Nazif Topçuoğlu, Piano Trio

​Bunun gibi, Leppala'nın kadınları da kendini sizden sakındığı oranda gösterir bir samimiyet naklediyor. Maharet, bu kadınların size bıraktıkları görsel yap bozla oynayıp oynamamayı 'göze almanızda' gizleniyor. Dahası, bu oyunun, öyle illa koyu cinsel içerikli olması da gerekmiyor. Bir insanı sahiden anlamak gibi, bu fotoğrafların her birini 'an'lamak da müthiş bir tatmin duygusu armağan edebiliyor.

​Leica'daki son sergi, kendinizden göz göre göre geçmeye kesinlikle değiyor. Ha, bir de, bu imgelerin refakatinde, kafanız hakikaten güzel iken neler göreceğiniz, artık beni değil, tümüyle, eğriden, doğrudan sizi ilgilendiriyor.

​Gülümseyin derim. Artık onlar sizi çekiyor.

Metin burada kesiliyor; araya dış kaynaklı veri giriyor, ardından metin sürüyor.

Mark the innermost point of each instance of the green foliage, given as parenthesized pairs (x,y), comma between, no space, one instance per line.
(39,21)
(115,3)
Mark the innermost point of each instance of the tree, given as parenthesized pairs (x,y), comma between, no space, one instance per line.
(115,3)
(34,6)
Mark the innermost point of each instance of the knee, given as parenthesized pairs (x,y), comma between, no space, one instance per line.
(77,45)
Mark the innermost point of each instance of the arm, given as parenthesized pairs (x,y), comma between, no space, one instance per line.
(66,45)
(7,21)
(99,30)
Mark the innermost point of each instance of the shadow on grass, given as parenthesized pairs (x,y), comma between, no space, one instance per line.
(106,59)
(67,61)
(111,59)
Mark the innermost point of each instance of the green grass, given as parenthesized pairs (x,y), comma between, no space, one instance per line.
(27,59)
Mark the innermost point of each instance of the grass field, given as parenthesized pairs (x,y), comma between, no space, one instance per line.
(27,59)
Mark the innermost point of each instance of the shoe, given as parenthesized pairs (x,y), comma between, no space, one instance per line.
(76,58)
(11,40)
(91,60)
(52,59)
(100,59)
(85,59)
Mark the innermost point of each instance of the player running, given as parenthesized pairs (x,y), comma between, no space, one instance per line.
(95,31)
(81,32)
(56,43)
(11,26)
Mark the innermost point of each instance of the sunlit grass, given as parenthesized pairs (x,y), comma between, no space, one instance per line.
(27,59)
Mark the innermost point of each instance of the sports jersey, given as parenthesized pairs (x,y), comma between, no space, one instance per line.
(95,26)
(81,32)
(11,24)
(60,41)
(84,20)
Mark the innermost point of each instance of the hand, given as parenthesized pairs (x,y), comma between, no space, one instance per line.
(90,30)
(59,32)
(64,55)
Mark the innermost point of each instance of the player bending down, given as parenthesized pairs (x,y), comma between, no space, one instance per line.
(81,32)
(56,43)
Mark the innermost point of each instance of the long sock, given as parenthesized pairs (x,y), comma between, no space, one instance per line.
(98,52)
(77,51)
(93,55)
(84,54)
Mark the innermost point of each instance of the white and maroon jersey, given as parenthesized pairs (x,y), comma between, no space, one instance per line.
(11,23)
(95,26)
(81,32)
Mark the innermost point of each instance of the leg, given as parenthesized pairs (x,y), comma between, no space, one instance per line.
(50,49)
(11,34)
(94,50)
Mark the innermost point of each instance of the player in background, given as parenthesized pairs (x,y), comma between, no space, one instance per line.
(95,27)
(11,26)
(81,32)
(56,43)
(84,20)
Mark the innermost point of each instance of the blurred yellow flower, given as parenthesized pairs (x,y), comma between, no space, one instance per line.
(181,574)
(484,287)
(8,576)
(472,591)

Anni Leppälä, Mantlepiece with two sticks

ANNİ LEPPALA KİMDİR?

Anni Leppälä 1981 yılında Finlandiya’da doğdu. Finlandiya’daki Turku Üniversitesi Uygulamalı Bilimler Fakültesi Sanat Akademisi ve ardından Helsinki Sanat ve Tasarım Üniversitesi Fotoğraf Bölümü’nde lisans ve yüksek lisans eğitimi aldı. 2006 yılından bu yana Tokyo Metropolitan Museum of Photography (Japonya, 2006), Kunstmuseum Wolfsburg (Almanya, 2009), Museo Thyssen-Bornemisza (İspanya, 2011), Les Rencontres d’Arles (Fransa, 2012) ve Scandinavia House (ABD, 2013) gibi uluslararası kurumlarda karma sergilere katıldı. Leppälä’nın son dönem bireysel sergi açtığı yerler arasında Kunstverein Schwäbisch Hall (Almanya, 2017), Le Centre d´art GwinZegal (Fransa, 2016), Ghent Photo Festival - St Peter’s Abbey (Belçika, 2015), Turku Art Museum (Finlandiya, 2014), Galerie Les Filles du Calvaire (Fransa, 2014), Purdy Hicks Gallery (İngiltere, 2014), Gallery Taik Persons (Almanya, 2016), AMA Gallery (Finlandiya, 2013), Barbara Gross Galerie (Almanya, 2011) ve Gallery TH13 (İsviçre, 2011) yer alıyor. 2010 yılında “Finnish Young Artist of the Year” (Yılın Genç Sanatçısı Ödülü, Finlandiya) ödülünü kazanan Leppälä’nın, Finlandiya’daki Tampere Art Museum’da ilk kapsamlı kişisel sergisi gerçekleşti ve fotoğraf kitabı yayımlandı. Sanatçının eserleri Finnish Museum of Photography, Kiasma Museum of Contemporary Art, EMMA - Espoo Museum of Modern Art, Deutsche Bank, Teutloff Photo ve Fondation d’entreprise Hermès koleksiyonlarında yer alıyor. Leppälä Helsinki’de çalışmalarını sürdürüyor.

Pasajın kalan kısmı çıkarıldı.